Architecture overview

Once I had the basic idea working, I shaped the Actor around the parts of Apify that were actually useful here: reusable inputs, Actor composition, structured output, and built-in storage for caching.

The pipeline ended up looking like this:

  1. Actor input: medicine_name in any language and target_lang.
  2. Normalization: Translate non-English names into a best-effort English search term; leave English input untouched. Lightweight by design, not full generic-name resolution.
  3. Actor-to-Actor search: Call apify/google-search-scraper to find relevant Drugs.com sources.
  4. Summarization: Use Gemini to extract dosage guidance and safety flags into JSON.
  5. Localization: Use Lingo.dev to translate instructions and transliterate medicine names when needed.
  6. Persistence: Cache repeated medicine/language pairs in Apify’s key-value store.
  7. Actor output: Push structured JSON to the dataset so downstream apps can consume it directly.
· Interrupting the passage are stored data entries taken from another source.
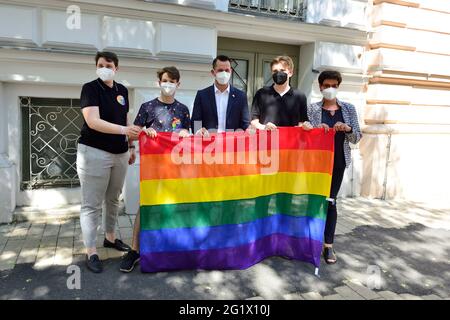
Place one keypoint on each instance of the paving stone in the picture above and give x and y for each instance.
(407, 296)
(363, 291)
(51, 230)
(7, 265)
(63, 256)
(348, 293)
(66, 242)
(126, 232)
(36, 230)
(49, 241)
(15, 245)
(293, 296)
(27, 255)
(66, 232)
(45, 257)
(8, 258)
(334, 297)
(124, 221)
(312, 296)
(389, 295)
(431, 297)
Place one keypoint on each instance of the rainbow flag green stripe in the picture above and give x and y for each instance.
(205, 214)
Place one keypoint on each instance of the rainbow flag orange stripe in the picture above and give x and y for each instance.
(233, 200)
I originally tried to use one model for everything, but that broke down fast. Gemini 2.5 Flash ended up being the better fit for summarization and safety flag extraction, while Lingo.dev was much more reliable for localization and transliteration. Splitting those responsibilities made the overall pipeline more stable and easier to reason about.

Building the Actor

Step 1: Normalizing the drug name

The first real problem I hit was medicine name normalization.

My earliest version didn't use Lingo.dev for language detection. I was using Python’s langdetect module first because it was easy to use and I was already familiar with it. That worked fine in theory. In practice, it wasn't a good fit for this project because medicine names are usually very short, often just one word.

The obvious failure mode was that langdetect frequently tagged short medicine names as English even when they weren't, and French and Spanish inputs were the worst offenders. Once that happened, the Actor skipped translation entirely and treated the input as if it were already ready for English search. That meant the search stage started from the wrong assumption before the pipeline had really begun.

That was the point where I stopped treating language detection as a utility problem and started treating it as a medicine input problem. I didn't need generic name resolution in version one. I just needed a way to turn medicine names into a best-effort English search term without damaging inputs that were already clean. I just needed to get medicine names working.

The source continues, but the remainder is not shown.